In terms of research progress, feature extraction was a step forward from matrix matching, but actual results were badly affected by poor-quality print. Extra marks on the page, or stains in the paper, had a dramatic effect on accuracy. The elimination of such noise became a whole research area in itself, attempting to determine which bits of print were not part of individual letters. Once noise can be identified, the reliable character fragments can then be reconstructed into the most likely letter shapes.
No OCR software ever recognises 100% of the scanned letters. Some OCR programs use the matrix/pattern matching and/or feature extraction methods to recognise as many characters as possible – and complement this by using spell checking on the hitherto unrecognised letters. For example: if the OCR program was unable to recognise the letter e in the word th~ir, by spell checking th~ir the program could determine the missing letter is an e.
Recent OCR technology is far more sophisticated than the early techniques. Instead of just trying to identify individual characters, modern techniques are able to identify whole words. This technology, developed by Caere, is called Predictive Optical Word Recognition (POWR).
Using higher levels of contextual analysis, POWR is able to virtually eliminate the problems caused by noise. It enables the computer to sift through the thousands or millions of different ways that dots in a word can be assembled into characters. Each possible interpretation is then assigned a probability, and the highest one is selected. POWR uses sophisticated mathematical algorithms which allow the computer to hone in on the best interpretation without examining each possible version individually.
When probabilities are assigned to individual words, all kinds of contextual information and evidence is taken into account. The technology makes use of neutral networks and predictive modelling techniques taken from research in Artificial Intelligence (AI). These involve extensive use of experts – algorithms set up to be specialists in various areas of character recognition. One expert might know a great deal about font styles, another about dictionary information, another about the degradation caused by faxes. By combining the use of expert systems with modelling techniques taken from Cognitive Science, a mathematical, probabilistic infrastructure can be created that dynamically investigates all the different possibilities of characters that make up a word in question by querying a variety of experts, and generating an initial set of general hypotheses. The evidence for and against each hypothesis is weighed and a probability assigned to each hypothesis. The investigation continues until a clear and compelling answer emerges.

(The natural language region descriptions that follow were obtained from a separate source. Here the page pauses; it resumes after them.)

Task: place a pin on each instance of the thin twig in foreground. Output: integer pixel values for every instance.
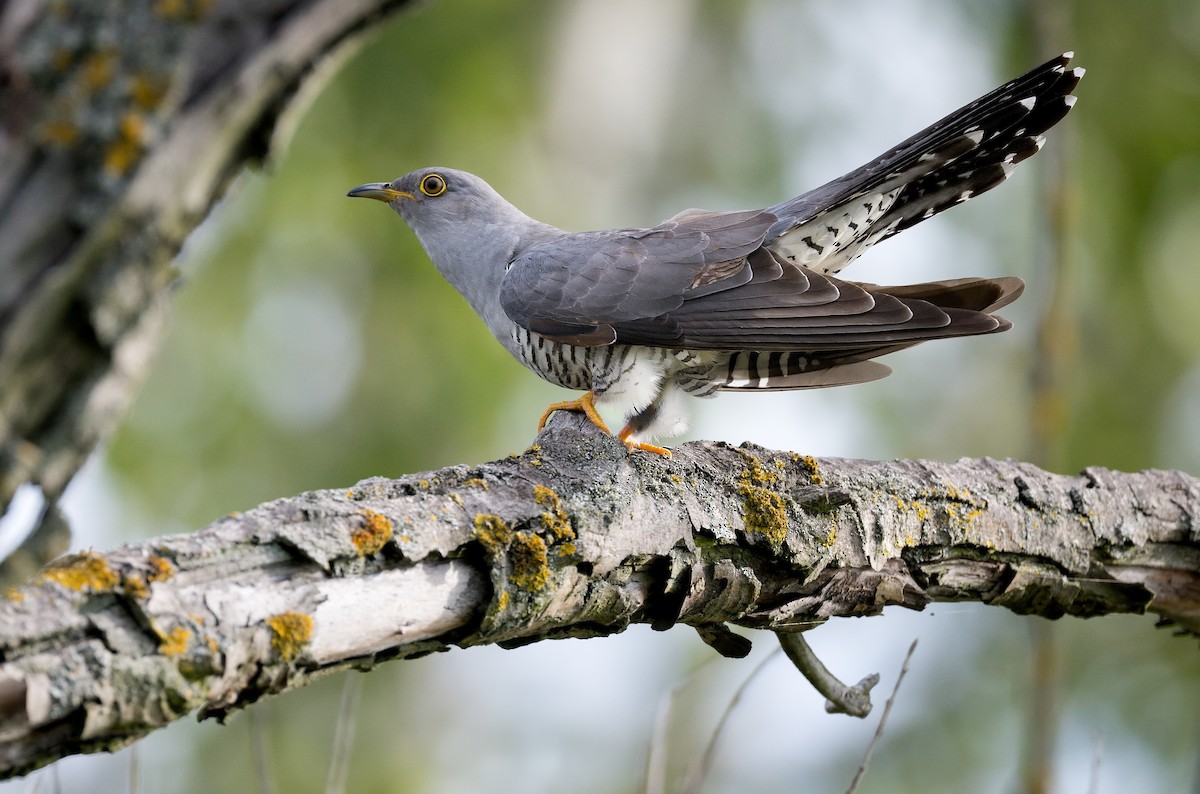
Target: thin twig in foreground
(343, 734)
(695, 777)
(883, 719)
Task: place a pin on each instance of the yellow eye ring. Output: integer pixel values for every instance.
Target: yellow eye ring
(433, 185)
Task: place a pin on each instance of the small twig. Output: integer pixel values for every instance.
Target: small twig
(133, 769)
(883, 719)
(855, 701)
(343, 734)
(699, 771)
(657, 759)
(258, 747)
(1093, 783)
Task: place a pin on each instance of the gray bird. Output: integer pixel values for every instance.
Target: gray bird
(714, 301)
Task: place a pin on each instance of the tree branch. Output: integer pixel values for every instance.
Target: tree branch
(120, 126)
(575, 537)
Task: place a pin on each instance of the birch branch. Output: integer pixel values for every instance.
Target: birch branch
(571, 539)
(120, 126)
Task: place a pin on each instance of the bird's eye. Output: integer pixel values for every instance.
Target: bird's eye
(433, 185)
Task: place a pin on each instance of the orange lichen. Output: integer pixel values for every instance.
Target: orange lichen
(175, 642)
(85, 571)
(291, 631)
(373, 534)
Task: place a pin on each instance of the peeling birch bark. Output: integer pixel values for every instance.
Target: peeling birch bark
(575, 537)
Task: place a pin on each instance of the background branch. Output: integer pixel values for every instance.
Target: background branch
(571, 539)
(120, 126)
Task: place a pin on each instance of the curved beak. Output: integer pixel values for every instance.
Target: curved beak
(378, 191)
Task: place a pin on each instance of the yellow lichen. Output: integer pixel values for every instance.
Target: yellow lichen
(531, 564)
(763, 510)
(135, 587)
(556, 518)
(373, 534)
(85, 571)
(175, 642)
(183, 10)
(291, 631)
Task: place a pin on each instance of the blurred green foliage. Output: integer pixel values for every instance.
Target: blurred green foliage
(315, 346)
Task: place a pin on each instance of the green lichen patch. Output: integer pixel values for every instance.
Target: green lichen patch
(291, 631)
(87, 571)
(531, 561)
(372, 533)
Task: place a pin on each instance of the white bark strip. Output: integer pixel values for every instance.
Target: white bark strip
(575, 537)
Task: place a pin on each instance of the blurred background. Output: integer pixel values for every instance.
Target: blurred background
(315, 346)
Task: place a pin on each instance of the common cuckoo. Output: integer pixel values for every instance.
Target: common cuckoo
(742, 300)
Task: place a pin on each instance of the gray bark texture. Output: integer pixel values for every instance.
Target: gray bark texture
(575, 537)
(121, 122)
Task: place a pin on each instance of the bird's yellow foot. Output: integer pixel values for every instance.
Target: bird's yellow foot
(625, 435)
(586, 403)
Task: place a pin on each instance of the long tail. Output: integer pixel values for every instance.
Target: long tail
(969, 152)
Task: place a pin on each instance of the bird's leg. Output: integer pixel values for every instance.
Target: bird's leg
(586, 403)
(625, 435)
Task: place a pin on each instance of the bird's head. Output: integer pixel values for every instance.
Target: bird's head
(469, 230)
(442, 204)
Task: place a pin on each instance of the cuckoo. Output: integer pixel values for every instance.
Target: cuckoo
(744, 300)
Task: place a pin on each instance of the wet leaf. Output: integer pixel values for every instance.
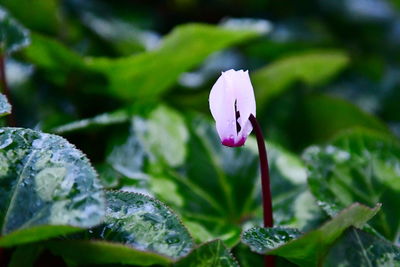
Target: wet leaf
(310, 249)
(5, 107)
(313, 68)
(262, 240)
(208, 184)
(209, 254)
(102, 252)
(48, 187)
(149, 74)
(12, 35)
(358, 166)
(341, 114)
(143, 223)
(358, 248)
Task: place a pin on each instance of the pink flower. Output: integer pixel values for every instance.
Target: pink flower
(231, 103)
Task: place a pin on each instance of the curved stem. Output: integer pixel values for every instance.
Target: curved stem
(269, 261)
(5, 89)
(265, 180)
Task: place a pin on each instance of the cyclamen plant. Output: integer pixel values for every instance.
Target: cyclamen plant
(233, 106)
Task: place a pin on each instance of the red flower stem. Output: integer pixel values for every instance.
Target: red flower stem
(265, 183)
(5, 89)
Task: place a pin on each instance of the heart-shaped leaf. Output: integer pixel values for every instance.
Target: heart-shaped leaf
(143, 223)
(358, 166)
(48, 187)
(137, 230)
(358, 248)
(84, 252)
(313, 68)
(310, 249)
(210, 254)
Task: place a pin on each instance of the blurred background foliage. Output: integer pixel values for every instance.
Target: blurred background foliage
(318, 67)
(127, 82)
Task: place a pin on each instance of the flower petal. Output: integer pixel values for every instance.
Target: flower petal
(246, 103)
(222, 108)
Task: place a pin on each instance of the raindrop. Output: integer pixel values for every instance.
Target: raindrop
(172, 239)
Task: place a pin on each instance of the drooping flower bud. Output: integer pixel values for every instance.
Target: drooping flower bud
(231, 103)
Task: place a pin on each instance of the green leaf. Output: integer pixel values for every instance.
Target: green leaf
(12, 35)
(262, 240)
(143, 223)
(41, 15)
(191, 150)
(230, 194)
(340, 114)
(149, 74)
(48, 187)
(5, 107)
(52, 55)
(26, 255)
(358, 248)
(86, 252)
(358, 166)
(159, 136)
(309, 250)
(106, 119)
(313, 68)
(210, 254)
(246, 257)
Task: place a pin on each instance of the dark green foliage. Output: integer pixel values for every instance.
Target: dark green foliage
(127, 82)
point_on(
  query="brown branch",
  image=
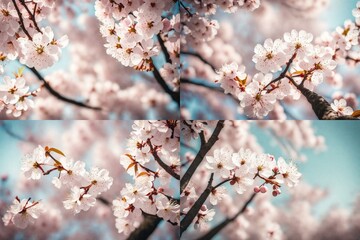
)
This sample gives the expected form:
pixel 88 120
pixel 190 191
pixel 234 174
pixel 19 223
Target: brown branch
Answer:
pixel 200 58
pixel 32 16
pixel 146 228
pixel 164 49
pixel 283 73
pixel 186 8
pixel 194 210
pixel 320 106
pixel 167 168
pixel 22 25
pixel 188 81
pixel 227 221
pixel 60 96
pixel 204 149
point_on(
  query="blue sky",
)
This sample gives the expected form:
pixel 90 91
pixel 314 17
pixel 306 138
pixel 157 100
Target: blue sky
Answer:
pixel 335 169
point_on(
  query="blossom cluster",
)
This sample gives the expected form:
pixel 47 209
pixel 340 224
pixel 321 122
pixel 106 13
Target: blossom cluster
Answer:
pixel 152 160
pixel 82 186
pixel 23 212
pixel 15 95
pixel 198 27
pixel 22 38
pixel 242 170
pixel 130 29
pixel 300 61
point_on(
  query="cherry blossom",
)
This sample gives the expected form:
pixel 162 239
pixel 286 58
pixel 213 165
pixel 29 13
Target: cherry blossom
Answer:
pixel 289 172
pixel 79 200
pixel 32 163
pixel 341 107
pixel 270 56
pixel 220 163
pixel 23 212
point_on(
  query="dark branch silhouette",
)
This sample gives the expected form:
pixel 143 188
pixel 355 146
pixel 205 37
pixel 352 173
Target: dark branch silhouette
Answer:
pixel 204 149
pixel 227 221
pixel 60 96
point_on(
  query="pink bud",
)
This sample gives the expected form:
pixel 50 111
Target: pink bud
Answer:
pixel 166 24
pixel 4 177
pixel 263 189
pixel 203 208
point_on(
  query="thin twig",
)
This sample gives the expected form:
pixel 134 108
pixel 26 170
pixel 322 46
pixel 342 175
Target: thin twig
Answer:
pixel 194 210
pixel 167 168
pixel 204 149
pixel 164 49
pixel 22 25
pixel 174 95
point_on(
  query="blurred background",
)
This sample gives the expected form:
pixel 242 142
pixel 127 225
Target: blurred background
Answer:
pixel 237 37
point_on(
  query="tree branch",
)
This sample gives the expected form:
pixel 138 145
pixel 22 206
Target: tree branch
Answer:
pixel 22 25
pixel 320 106
pixel 192 213
pixel 146 228
pixel 175 96
pixel 227 221
pixel 164 49
pixel 214 88
pixel 60 96
pixel 200 58
pixel 204 149
pixel 167 168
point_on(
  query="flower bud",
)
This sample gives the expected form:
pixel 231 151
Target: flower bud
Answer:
pixel 263 189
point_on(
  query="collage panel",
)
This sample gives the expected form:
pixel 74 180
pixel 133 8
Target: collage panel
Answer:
pixel 179 119
pixel 89 179
pixel 280 59
pixel 270 180
pixel 89 59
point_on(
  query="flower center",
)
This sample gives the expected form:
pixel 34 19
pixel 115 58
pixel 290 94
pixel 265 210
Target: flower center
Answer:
pixel 269 56
pixel 40 49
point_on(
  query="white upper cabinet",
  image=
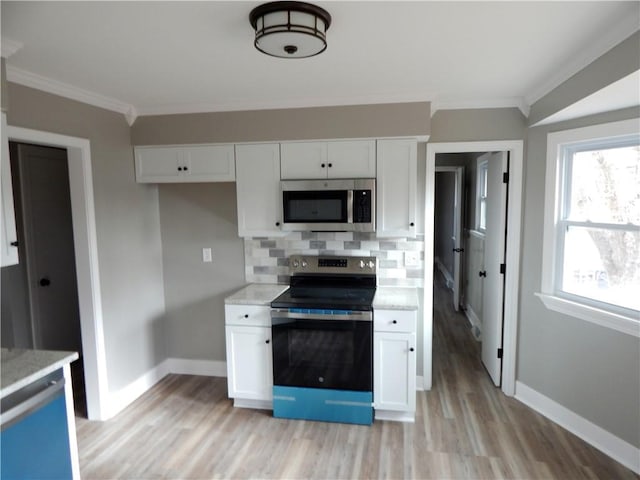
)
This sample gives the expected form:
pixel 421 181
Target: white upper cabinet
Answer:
pixel 396 188
pixel 340 159
pixel 9 238
pixel 258 189
pixel 188 163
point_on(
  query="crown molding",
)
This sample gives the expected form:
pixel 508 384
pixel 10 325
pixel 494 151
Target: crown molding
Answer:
pixel 606 42
pixel 9 47
pixel 236 105
pixel 28 79
pixel 507 102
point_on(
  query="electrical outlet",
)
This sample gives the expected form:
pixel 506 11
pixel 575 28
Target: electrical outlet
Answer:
pixel 411 259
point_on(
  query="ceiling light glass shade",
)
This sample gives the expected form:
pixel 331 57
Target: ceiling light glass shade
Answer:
pixel 290 29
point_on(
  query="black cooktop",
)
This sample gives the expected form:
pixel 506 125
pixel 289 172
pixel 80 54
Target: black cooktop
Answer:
pixel 360 299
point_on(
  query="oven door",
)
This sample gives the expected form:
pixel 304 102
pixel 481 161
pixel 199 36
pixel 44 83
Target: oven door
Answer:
pixel 322 351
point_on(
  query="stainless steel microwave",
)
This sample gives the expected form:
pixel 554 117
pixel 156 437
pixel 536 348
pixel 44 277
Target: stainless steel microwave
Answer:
pixel 329 205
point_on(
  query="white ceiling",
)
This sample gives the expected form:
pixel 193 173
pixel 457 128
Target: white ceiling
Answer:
pixel 144 58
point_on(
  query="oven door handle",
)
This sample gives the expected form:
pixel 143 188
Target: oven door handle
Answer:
pixel 320 314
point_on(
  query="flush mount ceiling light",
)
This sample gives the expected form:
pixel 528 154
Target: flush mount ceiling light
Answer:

At each stage in the investigation, a new set of experts is selected based on the relevance of their areas of expertise to the particular situation and their histories of success in similar situations.
The net result is that POWR is able to identify words in a way which more closely resembles human visual recognition. In practice, the technique significantly improves the accuracy of word recognition across all document types. All the possible interpretations of a word are assessed by combining all sources of evidence, from low-level pixel-based information to high-level contextual clues. The most probable interpretation is then selected.
Although OCR systems have been around for a long time, their benefits are only just being appreciated. The first offerings were extremely costly, in terms of software and hardware, and they were inaccurate and difficult to use. Consequently many of the early adopters became frustrated with the technology. Over the past few years, however, OCR has been completely transformed. Modern OCR software is highly accurate, easy to use and affordable and for the first time OCR looks set to be adopted in all kinds of work environments on a mass scale.
Unless there is a specific need to preserve colour information from the original document, its best to scan documents for OCR in greyscale. This uses a third of the space of an RGB colour scan. Line art mode makes for even smaller file sizes – but this often loses detail, reducing the accuracy of subsequent OCR processing.